The Rugby Football Union's self-righteous indignation in the aftermath of the meetings which it considered unconstitutional and partial would be easier to accept had it behaved in a manner befitting a responsible and authoritative governing body. But it has not. Indeed the ultimate lunacy last week was the appearance of the RFU, with its expensive legal counsel hired to defend it against the International Rugby Board, which, in turn, is helping to defend the RFU in the action being taken against it by its top clubs.

Confused? Of course you are, because nothing in the mad, mad world of sport today is crazier than this. Put in the simplest of terms, the RFU is footing the bill for its clubs to usurp it and take over the running of the game. It is this control which the IRB is fighting tooth and nail to hold on to. This is what the meeting in Dublin was about and the fact that the relatively minor, although not unconnected, issue of the cross- border contact between England's Premiership One clubs and Cardiff and Swansea has made the headlines, has seriously weakened the IRB's case.
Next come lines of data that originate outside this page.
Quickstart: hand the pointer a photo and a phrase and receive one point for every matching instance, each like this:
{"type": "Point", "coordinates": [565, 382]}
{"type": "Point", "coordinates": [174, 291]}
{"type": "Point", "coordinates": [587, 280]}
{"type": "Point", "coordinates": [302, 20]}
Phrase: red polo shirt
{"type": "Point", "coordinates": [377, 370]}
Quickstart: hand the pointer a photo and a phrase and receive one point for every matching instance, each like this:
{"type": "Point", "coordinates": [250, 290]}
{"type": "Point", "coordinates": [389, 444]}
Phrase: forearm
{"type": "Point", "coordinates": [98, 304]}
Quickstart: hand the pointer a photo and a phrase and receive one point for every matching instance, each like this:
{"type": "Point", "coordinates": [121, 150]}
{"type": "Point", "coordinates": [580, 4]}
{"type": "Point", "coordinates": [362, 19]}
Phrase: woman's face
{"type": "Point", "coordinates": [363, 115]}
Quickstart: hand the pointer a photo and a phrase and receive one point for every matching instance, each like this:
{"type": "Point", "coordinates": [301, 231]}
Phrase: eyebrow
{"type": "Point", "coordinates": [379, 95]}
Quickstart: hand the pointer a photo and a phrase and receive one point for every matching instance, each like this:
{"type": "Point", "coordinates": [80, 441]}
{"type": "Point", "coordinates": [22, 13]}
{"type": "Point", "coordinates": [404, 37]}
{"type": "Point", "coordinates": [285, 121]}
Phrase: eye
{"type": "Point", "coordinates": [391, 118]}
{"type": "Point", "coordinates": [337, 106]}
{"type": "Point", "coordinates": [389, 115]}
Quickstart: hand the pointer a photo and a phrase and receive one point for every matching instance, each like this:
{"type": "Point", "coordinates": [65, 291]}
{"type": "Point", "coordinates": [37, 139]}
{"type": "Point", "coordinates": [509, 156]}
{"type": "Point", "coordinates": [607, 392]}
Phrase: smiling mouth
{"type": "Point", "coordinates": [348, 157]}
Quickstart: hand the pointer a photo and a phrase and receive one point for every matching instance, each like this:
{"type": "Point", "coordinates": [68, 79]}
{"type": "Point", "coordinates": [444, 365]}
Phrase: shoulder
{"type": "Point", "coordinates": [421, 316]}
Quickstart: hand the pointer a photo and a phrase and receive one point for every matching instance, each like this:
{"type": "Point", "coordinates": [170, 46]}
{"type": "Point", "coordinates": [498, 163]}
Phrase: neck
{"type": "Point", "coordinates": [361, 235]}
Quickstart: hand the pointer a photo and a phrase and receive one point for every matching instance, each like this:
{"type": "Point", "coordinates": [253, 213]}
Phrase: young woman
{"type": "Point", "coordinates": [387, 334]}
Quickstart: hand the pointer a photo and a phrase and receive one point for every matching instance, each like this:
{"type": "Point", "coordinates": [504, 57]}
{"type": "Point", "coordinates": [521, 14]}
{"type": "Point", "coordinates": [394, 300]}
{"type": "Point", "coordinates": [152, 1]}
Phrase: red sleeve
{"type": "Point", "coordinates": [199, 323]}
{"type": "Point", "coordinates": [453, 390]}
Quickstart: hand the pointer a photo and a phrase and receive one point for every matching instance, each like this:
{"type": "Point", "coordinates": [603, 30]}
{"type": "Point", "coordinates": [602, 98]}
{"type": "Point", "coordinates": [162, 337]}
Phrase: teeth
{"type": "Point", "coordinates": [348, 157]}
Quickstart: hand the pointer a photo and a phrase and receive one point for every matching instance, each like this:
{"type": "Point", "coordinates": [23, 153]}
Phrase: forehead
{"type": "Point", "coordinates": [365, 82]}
The fact, too, that it allowed Francis Baron, the RFU's new chief executive and England representative in Dublin, to get his retaliation in first was a grave tactical blunder. Not a peep out of the IRB after a meeting of this importance is a public relations gaffe of major proportions and any moral high ground it might have claimed has been well and truly surrendered. The pounds 60,000 fine imposed on the RFU over the Anglo-Welsh matches looks like the rash act of an incompetent guardian.

Baron's assertion before the meeting that the evidence against it was flimsy was hardly supported by the facts, but his stance given his short time in office and his unwillingness to shoot through his employer's goal on what, to all intents and purposes was his debut match, was understandable. There was and still is a substantial case to answer, however.

The RFU is a member of the global rugby club that is the IRB. Membership of it confers massive benefits and imposes equally large responsibilities, one of them being to abide by the club's rules and regulations. It is not possible to be selective on which rules to accept and which to reject. This, for better or worse, is democracy and if you don't like it you can either lump it or get out of it. The RFU's authority, its regulations and its right as the game's governing body in England to control the game on its own patch, have all been challenged by the clubs' submission to the European Commission and all are at risk. By its inability or unwillingness to curb the clubs and by its failure to respond robustly to the European challenge, the RFU has placed itself in a vulnerable position and has also jeopardised the stability of the game world-wide.

That is why England was on the carpet in Dublin and the fact that the entire operation appears to have been a farcical botch-up cannot conceal the underlying truth that, should the English clubs succeed in their quest through the European courts, there will be full-blown anarchy.

There is, of course, a reasonable chance that the Commission will find in the Union's favour in which case many of the club owners will throw in their expensively monogrammed towels. But that is far from being a certainty and in the meantime the game at large should be taking all possible steps to protect itself.

This the RFU has failed to do and following the Dublin fiasco it would appear to be closer than ever to its clubs, thereby restoring some measure of credibility to a group which was as quickly running out of support as it is of money. Its continuing refusal to re-enter the European Cup despite the mind-bogglingly generous offer of financial reward made to it by ERC last week was yet more evidence of its consuming desire to run everything for and by itself.

The same is true of its half-baked proposal for a British League of two ill-matched conferences. In the background there still lurks the possibility of an alliance between the leading eight clubs of England and France, along with Cardiff and Swansea, who now appear to be inextricably joined at the hip with the English Premiership.

It is becoming increasingly difficult to see a way out of the mess which the game has created for itself. We have seen all too clearly in recent days and in another sport the appalling consequences of incompetent leadership which should stand as the starkest of warnings to rugby union.